Rappelons que la présence de l’épave elle-même était connue depuis 2007, quand des appareils bathymétriques du fédéral l’avait détectée. Mais comme elle se trouve à 40 mètres de fond à un endroit qui se prête très mal à la plongée, ce n’est que l’année dernière que M. Pelletier et son équipe ont fini par visiter ce qu’il reste du bateau. Ils ont alors noté divers indices suggérant fortement qu’ils avaient affaire à un vestige nettement plus vieux que la plupart des autres épaves connues du Saint-Laurent — coque et structure en bois, chiffres romains (au lieu des chiffres arabes) sur la poupe pour indiquer le tirant d’eau, etc. Cela suggérait une origine remontant au milieu du XIXe siècle.

En outre, l’épave était dans un état de conservation exceptionnel. «Si cette épave-là avait été dans 20 pieds d’eau (6 m), on ne verrait probablement rien d’autre qu’un tas de vase. Mais là, elle est sur un fond rocheux et les artéfacts sont déposés dessus comme si le bateau avait coulé il y a à peine 10 ans», avait expliqué au Soleil M. Pelletier l’année dernière.

On ignorait cependant de quel navire c’était il s’agissait. Mais «lors d’une visite récente à Saint-Jean-Port-Joli, on a remarqué une plaque qui parlait de l’histoire maritime du secteur et des naufrages, et on a vu le nom d’un navire qui avait déjà sonné une cloche l’année dernière. Et on a fait la rencontre d’un Monsieur, Jean Parent, qui est l’auteur d’un ouvrage sur l’histoire du chenal sud du Saint-Laurent.
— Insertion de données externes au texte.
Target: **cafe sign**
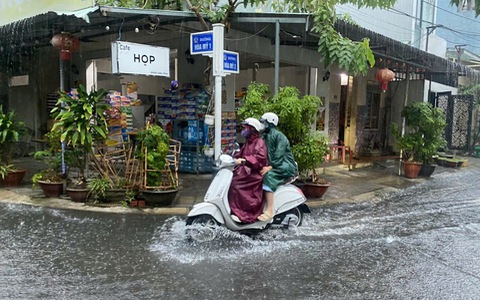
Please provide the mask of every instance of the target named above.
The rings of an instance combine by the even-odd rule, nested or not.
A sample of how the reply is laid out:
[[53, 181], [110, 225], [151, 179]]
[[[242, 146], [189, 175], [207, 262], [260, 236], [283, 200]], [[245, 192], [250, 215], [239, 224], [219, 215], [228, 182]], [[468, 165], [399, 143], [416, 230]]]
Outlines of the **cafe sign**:
[[122, 41], [113, 42], [112, 73], [170, 77], [170, 49]]

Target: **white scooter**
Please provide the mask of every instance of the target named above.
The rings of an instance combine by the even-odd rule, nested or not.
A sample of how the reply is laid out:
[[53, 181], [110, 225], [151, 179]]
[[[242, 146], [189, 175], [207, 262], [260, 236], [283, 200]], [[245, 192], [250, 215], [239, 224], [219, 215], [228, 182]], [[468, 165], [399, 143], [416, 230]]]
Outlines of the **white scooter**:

Avec ses explications, on a compris que cette épave a toutes les chances d’être celle d’un bateau qui a heurté la Roche à Veillon (ndlr : obstacle du Saint-Laurent où il y avait un phare) en 1820. Il aurait dérivé sur environ 10 milles nautiques avant de couler, ce qui est tout à fait envisageable.

«Et le type de navire qu’était le Minerva correspond aussi aux artéfacts qu’on a vus sur place, comme des pots en grès, des bouteilles, des pipes, de l’argenterie, etc., parce que c’était un bateau qui transportait de la marchandise générale, ajoute M. Pelletier. Ces choses-là, on ne les fabriquait pas au Canada à l’époque, on les importait du Royaume-Uni [d’où provenait le Minerva].»

Il ne s’agit pour l’instant que d’une hypothèse et non d’une identification n’est pas formelle, insiste M. Pelletier, mais il la décrit quand même comme «très plausible».